Now we perform the scaling step.

Z = (X - np.mean(X, axis=0)) / np.std(X, axis=0)
fig = sns.scatterplot(x=Z[:, 0], y=Z[:, 1])

You can see first of all this shifted the data so that now the center point is (0,0), instead of the original (.5,1). Also, through scaling, the data now lies near the line y = x, rather than y = 2x.

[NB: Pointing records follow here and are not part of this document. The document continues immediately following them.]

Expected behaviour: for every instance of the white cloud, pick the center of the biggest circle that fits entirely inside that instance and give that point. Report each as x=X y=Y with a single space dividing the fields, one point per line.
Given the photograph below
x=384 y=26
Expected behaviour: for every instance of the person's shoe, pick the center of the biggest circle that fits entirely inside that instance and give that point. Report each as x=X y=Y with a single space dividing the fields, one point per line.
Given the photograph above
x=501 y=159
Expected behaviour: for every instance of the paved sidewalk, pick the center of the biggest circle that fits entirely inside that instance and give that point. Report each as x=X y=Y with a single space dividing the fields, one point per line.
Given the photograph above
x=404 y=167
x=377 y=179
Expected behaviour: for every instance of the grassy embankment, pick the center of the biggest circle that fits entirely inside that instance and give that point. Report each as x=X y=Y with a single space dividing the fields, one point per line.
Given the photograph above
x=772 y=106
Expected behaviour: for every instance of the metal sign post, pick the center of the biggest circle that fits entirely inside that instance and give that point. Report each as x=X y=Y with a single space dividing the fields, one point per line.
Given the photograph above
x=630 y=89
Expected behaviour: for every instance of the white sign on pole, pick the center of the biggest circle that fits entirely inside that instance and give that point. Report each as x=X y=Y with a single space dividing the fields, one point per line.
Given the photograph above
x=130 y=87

The scaling step (in particular division by the standard deviation) makes it so we do not favor a feature simply because the coordinates are on average larger.

We can now compute V.

Vt = np.linalg.svd(Z, full_matrices=False)[-1]
V = np.transpose(Vt)

This gives

V=  \begin{bmatrix} -0.70710678 & -0.70710678 \\ -0.70710678 & 0.70710678 \end{bmatrix}

Notice the first column of V, v_1 is a scalar multiple times

(1,1).

and the second column, v_2 is a scalar multiple of

(-1,1).

Here is what is going on. In our data set, after scaling, data points lie on the line y=x, up to a small error. PCA is a way of automating the process of finding this y=x line. Indeed, this is given by the vector v_1. When we compute v_1 \cdot x, for a data point x, we are getting information on the whereabouts of x lies on the line y = x. Indeed, for a point u = (a , a) we have

u \cdot (1,1)  = 2 a,

so this dot product is able to precisely compute where x is on the line y = x.

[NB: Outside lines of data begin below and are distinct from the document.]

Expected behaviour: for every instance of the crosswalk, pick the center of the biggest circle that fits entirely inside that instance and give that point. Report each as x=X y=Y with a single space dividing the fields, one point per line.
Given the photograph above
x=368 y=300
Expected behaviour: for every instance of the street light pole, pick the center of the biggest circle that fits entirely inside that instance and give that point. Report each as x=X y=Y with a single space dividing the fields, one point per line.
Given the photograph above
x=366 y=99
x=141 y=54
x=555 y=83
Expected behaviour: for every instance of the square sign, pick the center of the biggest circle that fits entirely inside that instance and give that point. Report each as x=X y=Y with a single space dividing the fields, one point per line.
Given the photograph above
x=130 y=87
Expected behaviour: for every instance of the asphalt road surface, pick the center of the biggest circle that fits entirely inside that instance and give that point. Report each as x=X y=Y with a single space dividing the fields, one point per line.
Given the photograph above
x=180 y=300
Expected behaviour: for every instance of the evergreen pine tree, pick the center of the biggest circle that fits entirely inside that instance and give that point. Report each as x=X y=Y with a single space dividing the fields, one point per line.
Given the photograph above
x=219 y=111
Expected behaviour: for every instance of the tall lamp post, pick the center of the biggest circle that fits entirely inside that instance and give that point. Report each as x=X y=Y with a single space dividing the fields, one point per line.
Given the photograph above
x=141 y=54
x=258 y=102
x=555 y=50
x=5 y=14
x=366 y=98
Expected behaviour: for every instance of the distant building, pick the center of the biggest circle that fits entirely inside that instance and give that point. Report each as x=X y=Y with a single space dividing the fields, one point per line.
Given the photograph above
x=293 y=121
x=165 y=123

In higher dimensions, the same general principle holds. PCA allows us to find the line (or plane, or higher dimensional space) that best describes our data. Indeed let’s look at the previous example in 3-dimensions. We just add some small random noise to the additional coordinate

X = np.zeros((1_000,3))
X[:,0] = np.random.uniform(0,1,1_000)
X[:,1] = 2*X[:,0] + np.random.normal(0,0.1,1_000)
X[:,2] = .1*np.random.uniform(0,1,1_000)
Z = (X - np.mean(X, axis=0)) / np.std(X, axis=0)
Vt = np.linalg.svd(Z, full_matrices=False)[-1]
V = np.transpose(Vt)
print(V)

Here we find that the first column of V is, roughly, a scalar multiple times

(1,1,0).

Thus PCA still identifies the important relation between the first and second coordinate (after scaling) and disregards the other noise.

Limitations of PCA

One major limitation of PCA is that it’s only capable of capturing linear relations between the features. This could be handled by combining feature engineering with PCA, though this presents its own set of challenges. One way to overcome this is to invoke non-linear methods of dimension reduction, i.e. t-SNE or UMAP. In the following figure, I ran t-SNE on the MNIST data set (first using PCA to reduce the number of features to 25). We can see it performs much better than PCA at identifying digits.

Furthermore, PCA can lead to unpredictable outcomes that depend on the distribution of the data collected, as studied in this paper of Elhaik which I learned about from the Batch. This highlights that one should be careful making inferences from PCA alone.